On 9/27/2012 12:19 AM, Stathis Papaioannou wrote:
On Thu, Sep 27, 2012 at 2:01 PM, Craig Weinberg <whatsons...@gmail.com> wrote:
The problem is the assumption that they can only be one thing if they aren't
the other. This kind of dualism is a prejudice of a particular phase of
scientific development that is overdue for reconciliation. By framing it as
'understandable vs mysterious' instead of public-spatial vs
private-temporal, we close off all possibility for progress. Do you think
that I don't know how effective the reductionist approach has been for
Western Civilization? The Catholic Church was deemed equally effective
during Galileo's time.
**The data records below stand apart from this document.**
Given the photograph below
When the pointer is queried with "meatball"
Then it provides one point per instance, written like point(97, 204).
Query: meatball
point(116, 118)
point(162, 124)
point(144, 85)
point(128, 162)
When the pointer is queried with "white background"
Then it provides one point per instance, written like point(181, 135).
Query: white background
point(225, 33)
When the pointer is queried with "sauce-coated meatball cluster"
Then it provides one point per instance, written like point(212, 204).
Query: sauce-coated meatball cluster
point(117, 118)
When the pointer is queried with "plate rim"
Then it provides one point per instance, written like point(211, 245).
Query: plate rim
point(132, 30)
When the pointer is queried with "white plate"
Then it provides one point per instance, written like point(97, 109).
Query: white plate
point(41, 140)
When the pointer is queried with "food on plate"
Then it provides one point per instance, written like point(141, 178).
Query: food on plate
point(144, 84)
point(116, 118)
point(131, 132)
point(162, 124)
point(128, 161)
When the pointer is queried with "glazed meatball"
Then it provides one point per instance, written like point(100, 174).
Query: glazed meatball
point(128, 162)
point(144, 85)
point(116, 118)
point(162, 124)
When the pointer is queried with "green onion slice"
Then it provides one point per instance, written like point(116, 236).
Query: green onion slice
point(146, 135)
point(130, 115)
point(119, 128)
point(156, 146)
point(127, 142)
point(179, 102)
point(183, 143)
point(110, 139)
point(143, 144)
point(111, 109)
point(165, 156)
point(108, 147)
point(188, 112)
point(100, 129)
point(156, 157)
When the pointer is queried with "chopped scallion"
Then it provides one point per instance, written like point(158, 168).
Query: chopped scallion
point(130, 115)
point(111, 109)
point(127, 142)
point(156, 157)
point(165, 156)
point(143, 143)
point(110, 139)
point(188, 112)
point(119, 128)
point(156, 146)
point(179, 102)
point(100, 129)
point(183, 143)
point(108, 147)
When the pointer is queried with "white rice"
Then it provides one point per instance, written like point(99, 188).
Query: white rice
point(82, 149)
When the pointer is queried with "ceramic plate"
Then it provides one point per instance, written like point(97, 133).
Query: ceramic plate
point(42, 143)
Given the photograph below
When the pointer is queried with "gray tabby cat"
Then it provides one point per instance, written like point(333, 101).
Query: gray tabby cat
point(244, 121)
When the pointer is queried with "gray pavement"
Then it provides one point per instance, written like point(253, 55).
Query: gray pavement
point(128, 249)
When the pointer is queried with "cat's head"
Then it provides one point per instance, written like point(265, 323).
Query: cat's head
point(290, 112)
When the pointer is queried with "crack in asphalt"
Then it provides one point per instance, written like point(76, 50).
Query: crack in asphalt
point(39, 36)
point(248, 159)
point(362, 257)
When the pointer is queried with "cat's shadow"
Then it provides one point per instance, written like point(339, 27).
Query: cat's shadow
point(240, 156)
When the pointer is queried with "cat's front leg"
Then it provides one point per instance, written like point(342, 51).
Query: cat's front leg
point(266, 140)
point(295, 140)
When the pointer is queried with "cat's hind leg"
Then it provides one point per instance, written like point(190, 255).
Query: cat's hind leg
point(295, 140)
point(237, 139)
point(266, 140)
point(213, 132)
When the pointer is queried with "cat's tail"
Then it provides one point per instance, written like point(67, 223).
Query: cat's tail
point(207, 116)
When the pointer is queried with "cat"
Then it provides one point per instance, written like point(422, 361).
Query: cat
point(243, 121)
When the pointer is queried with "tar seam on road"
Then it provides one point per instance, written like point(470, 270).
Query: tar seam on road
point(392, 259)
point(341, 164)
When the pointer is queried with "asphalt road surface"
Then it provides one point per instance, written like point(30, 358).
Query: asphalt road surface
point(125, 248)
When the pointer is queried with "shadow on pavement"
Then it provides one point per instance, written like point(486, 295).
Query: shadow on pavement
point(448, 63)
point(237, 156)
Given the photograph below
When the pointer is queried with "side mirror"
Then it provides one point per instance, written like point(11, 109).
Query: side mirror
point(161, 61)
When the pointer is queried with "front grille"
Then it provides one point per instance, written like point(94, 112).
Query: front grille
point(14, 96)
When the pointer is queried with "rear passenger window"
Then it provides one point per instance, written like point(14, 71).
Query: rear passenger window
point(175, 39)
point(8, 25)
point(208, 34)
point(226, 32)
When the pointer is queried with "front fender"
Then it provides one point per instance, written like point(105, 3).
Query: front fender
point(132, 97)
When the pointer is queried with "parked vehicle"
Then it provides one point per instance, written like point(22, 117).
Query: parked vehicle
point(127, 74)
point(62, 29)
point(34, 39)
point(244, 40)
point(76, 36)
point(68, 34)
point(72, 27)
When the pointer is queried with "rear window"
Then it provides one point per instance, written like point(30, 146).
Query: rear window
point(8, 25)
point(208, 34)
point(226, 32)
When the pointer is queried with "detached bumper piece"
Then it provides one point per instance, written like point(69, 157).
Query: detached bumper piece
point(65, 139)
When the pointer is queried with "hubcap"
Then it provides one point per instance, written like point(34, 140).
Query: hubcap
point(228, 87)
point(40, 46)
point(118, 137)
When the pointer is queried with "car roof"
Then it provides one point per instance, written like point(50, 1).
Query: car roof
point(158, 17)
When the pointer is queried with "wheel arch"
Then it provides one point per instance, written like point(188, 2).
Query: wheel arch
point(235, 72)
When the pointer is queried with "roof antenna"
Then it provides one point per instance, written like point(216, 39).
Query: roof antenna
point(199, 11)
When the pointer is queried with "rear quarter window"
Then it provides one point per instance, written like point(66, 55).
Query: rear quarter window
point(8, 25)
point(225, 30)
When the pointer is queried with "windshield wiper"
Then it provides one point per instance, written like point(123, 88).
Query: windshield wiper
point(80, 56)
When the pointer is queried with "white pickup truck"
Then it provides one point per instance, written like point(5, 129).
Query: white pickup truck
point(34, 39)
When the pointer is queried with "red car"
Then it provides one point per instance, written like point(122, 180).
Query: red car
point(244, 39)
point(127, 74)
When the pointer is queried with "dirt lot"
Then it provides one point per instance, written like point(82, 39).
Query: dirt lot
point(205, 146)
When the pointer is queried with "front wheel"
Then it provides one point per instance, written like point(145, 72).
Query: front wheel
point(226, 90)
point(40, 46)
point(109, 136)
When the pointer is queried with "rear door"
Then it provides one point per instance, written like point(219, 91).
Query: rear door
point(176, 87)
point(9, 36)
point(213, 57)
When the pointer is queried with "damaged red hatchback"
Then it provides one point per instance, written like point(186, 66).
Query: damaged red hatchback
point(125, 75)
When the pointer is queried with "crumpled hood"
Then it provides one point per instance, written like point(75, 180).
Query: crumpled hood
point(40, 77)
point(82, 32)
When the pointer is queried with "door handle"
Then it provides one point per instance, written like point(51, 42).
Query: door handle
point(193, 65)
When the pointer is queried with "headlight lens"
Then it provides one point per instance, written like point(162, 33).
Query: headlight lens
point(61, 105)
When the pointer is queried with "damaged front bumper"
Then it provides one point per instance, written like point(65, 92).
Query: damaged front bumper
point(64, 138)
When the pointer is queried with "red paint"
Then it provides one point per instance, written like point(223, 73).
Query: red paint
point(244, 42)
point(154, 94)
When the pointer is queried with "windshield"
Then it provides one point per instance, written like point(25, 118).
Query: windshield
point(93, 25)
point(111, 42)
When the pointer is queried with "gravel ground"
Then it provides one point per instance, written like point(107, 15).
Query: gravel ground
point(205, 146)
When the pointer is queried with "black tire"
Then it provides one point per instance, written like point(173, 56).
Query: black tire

You misunderstand my perspective and assume that I am
talking about some new force outside of physics when what I am doing is
showing a way of integrating the obvious conditions of our experience with
I think that realizing that cells are also our sub-personal experiences
will be the next two centuries of biological science.
But where do you get the idea that replacing a part of a cell with an
equivalent part will make a difference to the cell? You're speculating
that there is some special thing going on in cells that only you know
about and that has never been observed in centuries of laboratory
research. Isn't that a little bit arrogant?
Craig is pointing out that functions are not separable in the real
world. Nature does not build things in a gears and spring method, every
part of a cell is an integral part of a whole. If we are to replicate
the function of a cell exactly we must literally replicate all aspects
of a cell, or else we are making something completely different.